Hizbullah bir başka açıklamasında, dün sabah Lübnan sınırına 150 kilometre uzaklıktaki Aşdod Deniz Üssü’ne ‘ilk kez bir İHA filosuyla hava saldırısı’ düzenlediğini, ayrıca ‘Tel Aviv’deki bir askeri hedefe, roketlerle ve İHA’larla karmaşık bir operasyon’ gerçekleştirdiğini bildirdi.

Hizbullah üçüncü bir açıklamada ise Lübnan-Filistin sınırından 110 kilometre uzaklıkta, Tel Aviv'in eteklerindeki 8200 askeri istihbarat biriminin karargahı olan Galilut Üssü’nü çok sayıda roketle hedef aldığını belirtti.

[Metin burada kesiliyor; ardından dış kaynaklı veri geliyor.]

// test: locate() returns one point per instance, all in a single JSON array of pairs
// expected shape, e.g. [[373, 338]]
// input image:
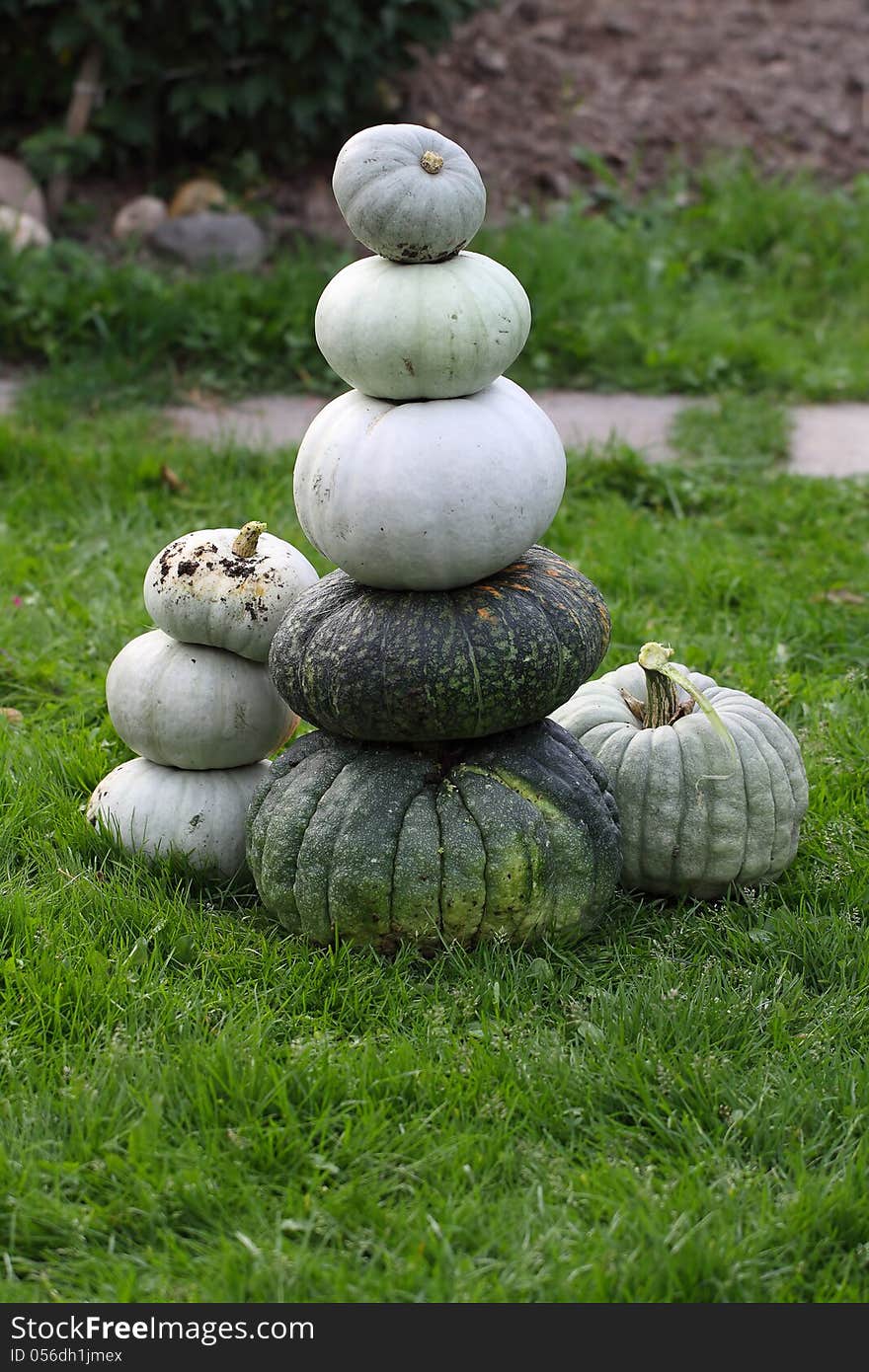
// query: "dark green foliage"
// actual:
[[409, 665], [513, 838], [285, 77], [681, 294]]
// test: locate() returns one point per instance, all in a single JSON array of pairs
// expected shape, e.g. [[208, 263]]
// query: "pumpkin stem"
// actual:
[[661, 697], [245, 544], [664, 707]]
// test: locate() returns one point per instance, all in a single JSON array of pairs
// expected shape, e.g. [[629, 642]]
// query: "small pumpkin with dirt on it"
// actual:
[[511, 837], [227, 587], [710, 782]]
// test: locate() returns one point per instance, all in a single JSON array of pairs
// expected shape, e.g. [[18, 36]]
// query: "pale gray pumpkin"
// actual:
[[408, 192], [425, 331], [702, 808], [227, 587], [194, 707], [164, 809], [429, 495]]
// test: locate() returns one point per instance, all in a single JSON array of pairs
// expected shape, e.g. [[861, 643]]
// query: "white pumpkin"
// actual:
[[432, 495], [426, 331], [162, 809], [227, 587], [196, 707], [408, 192]]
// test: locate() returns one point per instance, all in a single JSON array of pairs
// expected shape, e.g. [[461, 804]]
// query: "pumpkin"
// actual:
[[409, 665], [429, 495], [710, 782], [408, 192], [162, 809], [189, 706], [514, 837], [227, 587], [411, 333]]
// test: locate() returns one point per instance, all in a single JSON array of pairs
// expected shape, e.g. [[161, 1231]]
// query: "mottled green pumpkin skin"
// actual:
[[511, 837], [435, 665]]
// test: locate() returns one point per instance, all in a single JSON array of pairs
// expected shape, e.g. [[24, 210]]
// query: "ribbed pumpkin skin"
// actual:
[[162, 809], [695, 819], [414, 665], [429, 495], [422, 333], [514, 837], [397, 208]]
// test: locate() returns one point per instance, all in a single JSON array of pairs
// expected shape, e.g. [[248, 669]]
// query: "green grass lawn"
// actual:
[[196, 1107], [725, 278]]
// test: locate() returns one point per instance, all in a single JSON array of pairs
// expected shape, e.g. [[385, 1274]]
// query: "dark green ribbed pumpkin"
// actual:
[[513, 836], [434, 665]]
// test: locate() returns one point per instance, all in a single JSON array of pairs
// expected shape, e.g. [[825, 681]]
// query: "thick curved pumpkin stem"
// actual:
[[661, 697], [245, 544], [662, 676]]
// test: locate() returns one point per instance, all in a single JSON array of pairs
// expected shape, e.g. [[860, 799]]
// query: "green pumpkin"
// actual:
[[513, 837], [710, 784], [433, 665]]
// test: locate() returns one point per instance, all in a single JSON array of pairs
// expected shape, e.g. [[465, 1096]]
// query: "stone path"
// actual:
[[827, 439]]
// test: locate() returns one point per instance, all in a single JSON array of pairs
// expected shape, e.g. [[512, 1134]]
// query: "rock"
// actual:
[[139, 217], [196, 196], [210, 239], [489, 59], [22, 229], [20, 190]]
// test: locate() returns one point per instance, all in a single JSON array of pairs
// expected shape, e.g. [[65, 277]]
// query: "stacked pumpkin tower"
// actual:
[[194, 700], [434, 801]]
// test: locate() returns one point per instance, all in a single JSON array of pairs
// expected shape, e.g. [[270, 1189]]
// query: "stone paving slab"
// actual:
[[830, 440], [280, 420], [826, 439]]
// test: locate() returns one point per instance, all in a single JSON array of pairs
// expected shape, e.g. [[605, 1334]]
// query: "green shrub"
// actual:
[[285, 77]]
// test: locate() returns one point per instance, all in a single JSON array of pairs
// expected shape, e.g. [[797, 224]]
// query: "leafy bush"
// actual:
[[287, 77]]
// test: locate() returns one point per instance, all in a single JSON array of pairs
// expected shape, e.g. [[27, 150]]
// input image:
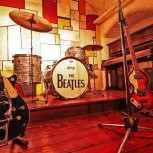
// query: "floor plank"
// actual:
[[80, 134]]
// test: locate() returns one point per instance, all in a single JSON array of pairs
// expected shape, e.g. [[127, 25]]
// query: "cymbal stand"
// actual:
[[130, 123], [32, 21]]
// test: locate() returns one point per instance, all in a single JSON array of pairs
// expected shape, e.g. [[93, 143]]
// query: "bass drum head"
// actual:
[[70, 78]]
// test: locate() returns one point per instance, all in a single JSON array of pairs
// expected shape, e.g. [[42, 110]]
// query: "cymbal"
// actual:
[[93, 47], [25, 19]]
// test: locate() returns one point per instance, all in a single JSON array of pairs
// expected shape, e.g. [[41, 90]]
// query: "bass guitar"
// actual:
[[141, 96], [14, 113]]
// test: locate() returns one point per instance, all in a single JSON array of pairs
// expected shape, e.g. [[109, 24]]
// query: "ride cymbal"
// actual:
[[92, 47], [30, 21]]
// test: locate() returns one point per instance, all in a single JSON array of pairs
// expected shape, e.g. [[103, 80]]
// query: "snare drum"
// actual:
[[76, 52], [70, 78]]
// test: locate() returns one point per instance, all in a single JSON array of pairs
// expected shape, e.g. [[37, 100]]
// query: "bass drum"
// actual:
[[70, 78]]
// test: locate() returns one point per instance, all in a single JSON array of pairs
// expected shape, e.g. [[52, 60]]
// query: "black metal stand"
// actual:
[[32, 21], [130, 123]]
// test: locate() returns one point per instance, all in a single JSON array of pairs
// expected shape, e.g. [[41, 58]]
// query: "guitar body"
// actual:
[[140, 94], [19, 112]]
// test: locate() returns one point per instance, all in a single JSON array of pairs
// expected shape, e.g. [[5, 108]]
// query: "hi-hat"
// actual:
[[92, 47], [26, 19]]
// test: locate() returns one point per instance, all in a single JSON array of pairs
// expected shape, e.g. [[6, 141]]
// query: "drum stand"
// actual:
[[94, 83], [93, 48], [32, 21], [130, 123]]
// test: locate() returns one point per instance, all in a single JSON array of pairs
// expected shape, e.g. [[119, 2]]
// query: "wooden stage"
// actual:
[[88, 103], [71, 126]]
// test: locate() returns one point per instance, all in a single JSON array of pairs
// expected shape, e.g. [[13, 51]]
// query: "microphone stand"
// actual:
[[130, 123]]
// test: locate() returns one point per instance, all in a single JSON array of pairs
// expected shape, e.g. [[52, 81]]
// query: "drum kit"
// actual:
[[68, 78]]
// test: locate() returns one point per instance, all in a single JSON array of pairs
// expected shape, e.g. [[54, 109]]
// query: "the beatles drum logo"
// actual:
[[71, 83], [70, 78]]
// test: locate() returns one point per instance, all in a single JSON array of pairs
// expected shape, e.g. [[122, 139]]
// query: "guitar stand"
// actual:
[[130, 123], [20, 141], [147, 113]]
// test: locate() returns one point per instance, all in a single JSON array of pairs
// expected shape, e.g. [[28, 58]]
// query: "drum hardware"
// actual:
[[32, 22], [14, 113], [77, 52], [93, 48]]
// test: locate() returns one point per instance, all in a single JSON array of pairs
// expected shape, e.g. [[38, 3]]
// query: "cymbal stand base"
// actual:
[[130, 125]]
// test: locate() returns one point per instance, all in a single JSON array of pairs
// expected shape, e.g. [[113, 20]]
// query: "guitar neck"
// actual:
[[132, 52]]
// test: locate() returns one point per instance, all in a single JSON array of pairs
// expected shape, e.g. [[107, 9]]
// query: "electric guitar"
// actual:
[[140, 95], [14, 113]]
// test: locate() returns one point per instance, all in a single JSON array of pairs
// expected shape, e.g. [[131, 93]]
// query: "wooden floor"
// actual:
[[80, 133], [87, 104]]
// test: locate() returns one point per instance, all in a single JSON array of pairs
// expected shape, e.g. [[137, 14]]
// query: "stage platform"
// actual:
[[42, 108]]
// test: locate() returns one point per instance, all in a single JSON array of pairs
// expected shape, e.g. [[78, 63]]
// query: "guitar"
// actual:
[[140, 95], [14, 113]]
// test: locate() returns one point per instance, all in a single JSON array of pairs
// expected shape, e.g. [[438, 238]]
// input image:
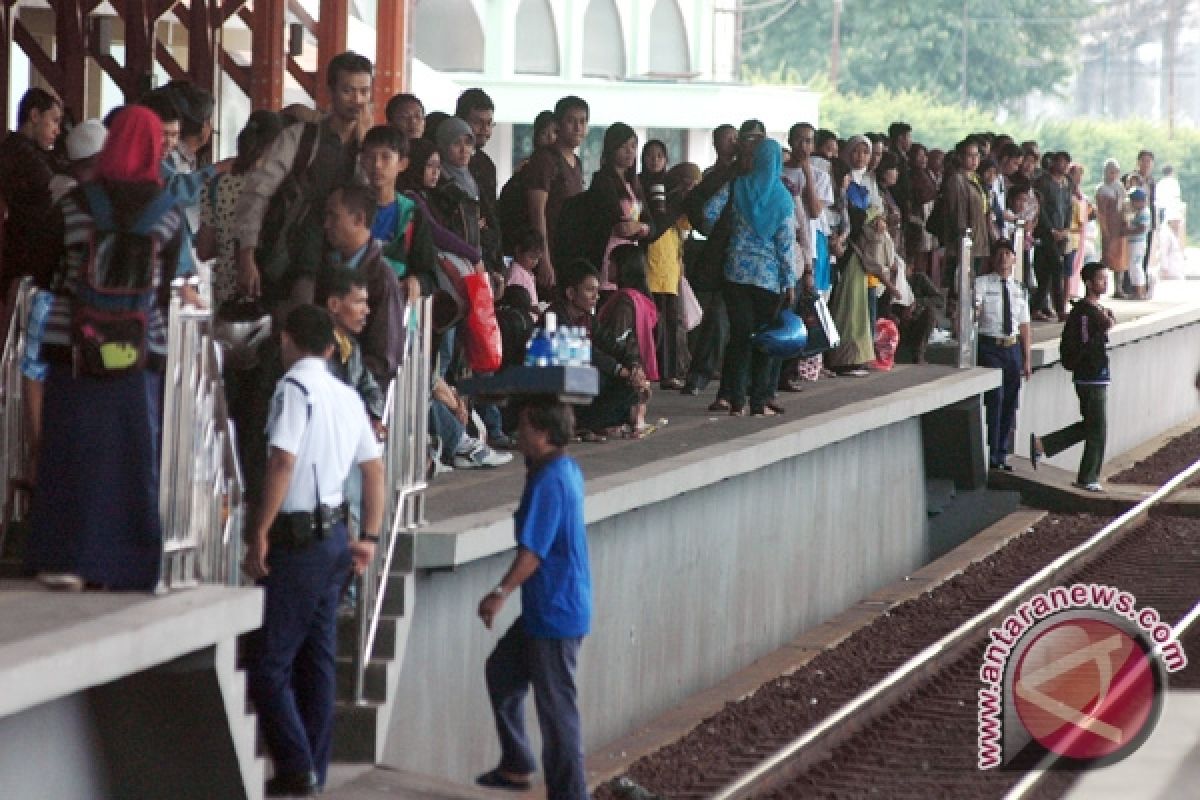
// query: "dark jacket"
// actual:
[[353, 373], [383, 338], [1092, 325]]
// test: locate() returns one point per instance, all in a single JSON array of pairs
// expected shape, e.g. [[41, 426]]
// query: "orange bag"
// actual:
[[483, 344]]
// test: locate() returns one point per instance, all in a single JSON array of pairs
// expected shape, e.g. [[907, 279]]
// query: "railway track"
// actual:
[[915, 734]]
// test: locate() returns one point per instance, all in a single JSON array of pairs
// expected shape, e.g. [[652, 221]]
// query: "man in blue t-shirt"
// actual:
[[541, 647]]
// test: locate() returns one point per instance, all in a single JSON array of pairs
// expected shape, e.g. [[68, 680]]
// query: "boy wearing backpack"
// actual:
[[406, 236], [1083, 350]]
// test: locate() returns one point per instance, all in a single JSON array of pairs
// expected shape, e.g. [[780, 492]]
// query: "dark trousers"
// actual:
[[749, 308], [1001, 403], [672, 337], [519, 662], [292, 678], [1049, 266], [706, 343], [1092, 431]]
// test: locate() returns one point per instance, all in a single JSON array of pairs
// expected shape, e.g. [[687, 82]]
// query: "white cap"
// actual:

Hizbullah ayrıca Palmachim Hava Üssü’ne roket saldırısı düzenlediğini açıkladı. Lübnan-Filistin sınırından Tel Aviv'in 140 kilometre güneyinde yer alan Palmachim Hava Üssü, İHA ve askeri helikopter filoları, bir askeri araştırma merkezi ve Arrow Hava ve Füze Savunma Sistemi’nin konuşlu olduğu İsrail Hava Kuvvetleri için önemli bir üs.

t8uk
Hizbullah tarafından fırlatılan roketlerin Tel Aviv çevresine isabet ederek evlere ve arabalara zarar verdiği bir bölgeyi inceleyen İsrailliler (AFP)

Hizbullah'ın açıklamasına göre Hatzor HaGlilit, Ma'alot-Tarshiha, Kefer Blum ve Kiryat Shmona yerleşim birimleri, Manara yerleşim biriminde İsrail ordusunun toplandığı nokta ve ‘Lübnan’da halkı ve köyleri hedef alan’ Di'Shon yerleşim birimindeki topçu mevzileri roketlerle hedef alındı.